Author: scoder
Date: Wed Apr 26 12:38:22 2006
New Revision: 26357
Modified:
lxml/trunk/src/lxml/nsclasses.pxi
lxml/trunk/src/lxml/xslt.pxd
lxml/trunk/src/lxml/xslt.pxi
Log:
rewrite of internal extension function registration
* register XSLT functions at module level directly in FunctionNamespace with
xsltRegisterExtModuleFunction
* lookup XPath functions at XPath run-time rather than registering everything
at call-time
* new 'regexp' keyword for XSLT() to switch off regexp support
Modified: lxml/trunk/src/lxml/nsclasses.pxi
==============================================================================
--- lxml/trunk/src/lxml/nsclasses.pxi (original)
+++ lxml/trunk/src/lxml/nsclasses.pxi Wed Apr 26 12:38:22 2006
@@ -53,11 +53,19 @@
cdef class _NamespaceRegistry:
"Dictionary-like registry for namespace implementations"
cdef object _ns_uri
+ cdef object _ns_uri_utf
cdef object _classes
cdef object _extensions
cdef object _xslt_elements
+ cdef char* _c_ns_uri_utf
def __init__(self, ns_uri):
self._ns_uri = ns_uri
+ if ns_uri is None:
+ self._ns_uri_utf = None
+ self._c_ns_uri_utf = NULL
+ else:
+ self._ns_uri_utf = _utf8(ns_uri)
+ self._c_ns_uri_utf = _cstr(self._ns_uri_utf)
self._classes = {}
self._extensions = {}
self._xslt_elements = {}
@@ -95,14 +103,11 @@
d[name_utf] = item
def __getitem__(self, name):
- name_utf = _utf8(name)
- return self._get(name_utf)
-
- cdef object _get(self, object name):
cdef python.PyObject* dict_result
- dict_result = python.PyDict_GetItem(self._classes, name)
+ name_utf = _utf8(name)
+ dict_result = python.PyDict_GetItem(self._classes, name_utf)
if dict_result is NULL:
- dict_result = python.PyDict_GetItem(self._extensions, name)

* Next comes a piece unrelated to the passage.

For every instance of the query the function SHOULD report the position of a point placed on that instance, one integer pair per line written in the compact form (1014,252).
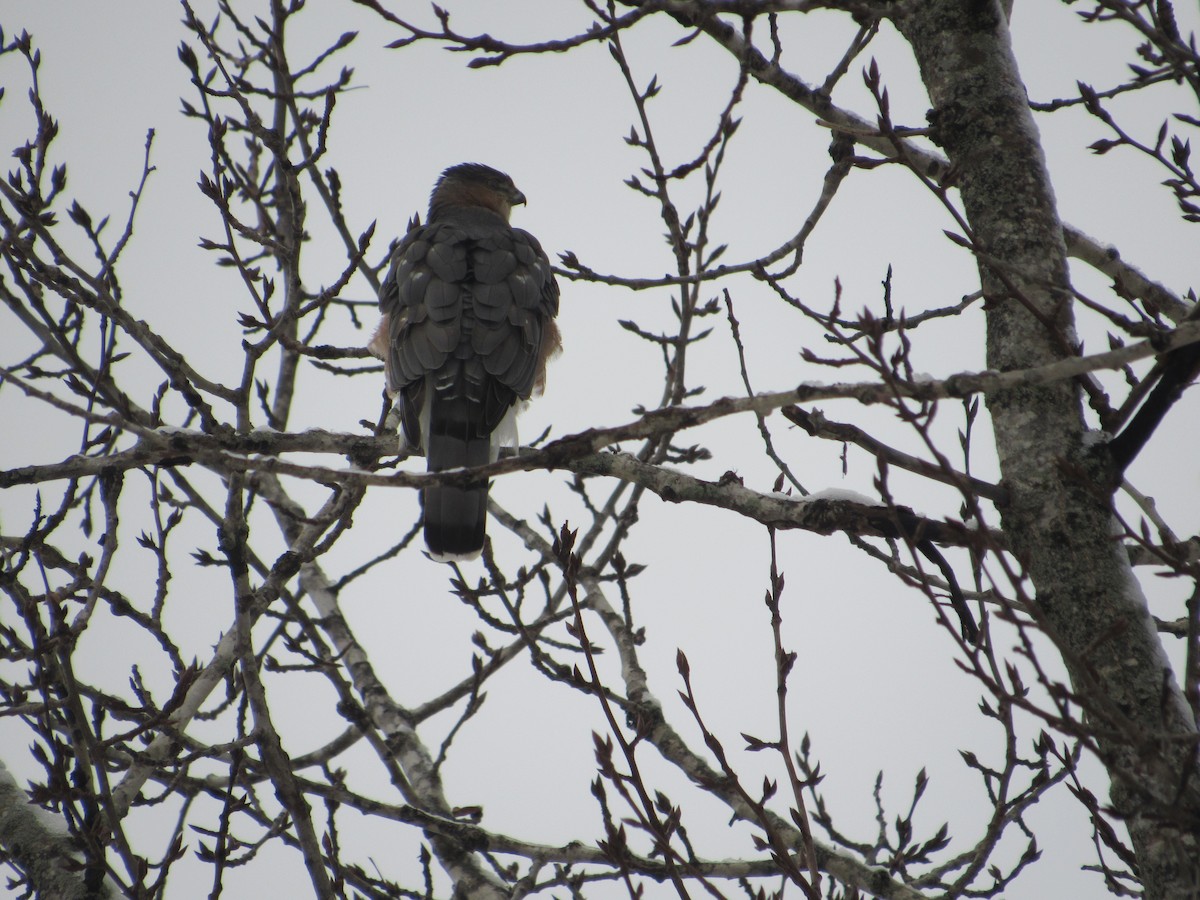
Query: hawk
(468,324)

+ dict_result = python.PyDict_GetItem(self._extensions, name_utf)
if dict_result is NULL:
raise KeyError, "Name not registered."
return <object>dict_result
@@ -130,34 +135,34 @@
self._prefix_utf = _utf8(prefix)
self._prefix = prefix
- def __setitem__(self, name, item):
- if not callable(item):
+ def __setitem__(self, name, function):
+ if not callable(function):
raise NamespaceRegistryError, "Registered function must be
callable."
if name is None:
name_utf = None
else:
name_utf = _utf8(name)
- self._extensions[name_utf] = item
+ self._extensions[name_utf] = function
+ _register_global_xslt_function(self._c_ns_uri_utf, _cstr(name_utf))
- cdef object _get(self, object name):
+ def __getitem__(self, name):
cdef python.PyObject* dict_result
- dict_result = python.PyDict_GetItem(self._extensions, name)
+ name_utf = _utf8(name)
+ dict_result = python.PyDict_GetItem(self._extensions, name_utf)
if dict_result is NULL:
raise KeyError, "Name not registered."
return <object>dict_result
+ def clear(self):
+ cdef char* c_uri_utf
+ c_uri_utf = self._c_ns_uri_utf
+ for name_utf in self._extensions:
+ _unregister_global_xslt_function(c_uri_utf, _cstr(name_utf))
+ _NamespaceRegistry.clear(self)
+
def __repr__(self):
return "FunctionNamespace(%r)" % self._ns_uri
-cdef object _find_all_extensions():
- "Internal lookup function to find all extension functions for XSLT/XPath."
- cdef _NamespaceRegistry registry
- ns_extensions = {}
- for (ns_utf, registry) in __FUNCTION_NAMESPACE_REGISTRIES.iteritems():
- if registry._extensions:
- ns_extensions[ns_utf] = registry._extensions
- return ns_extensions
-
cdef object _find_all_extension_prefixes():
"Internal lookup function to find all function prefixes for XSLT/XPath."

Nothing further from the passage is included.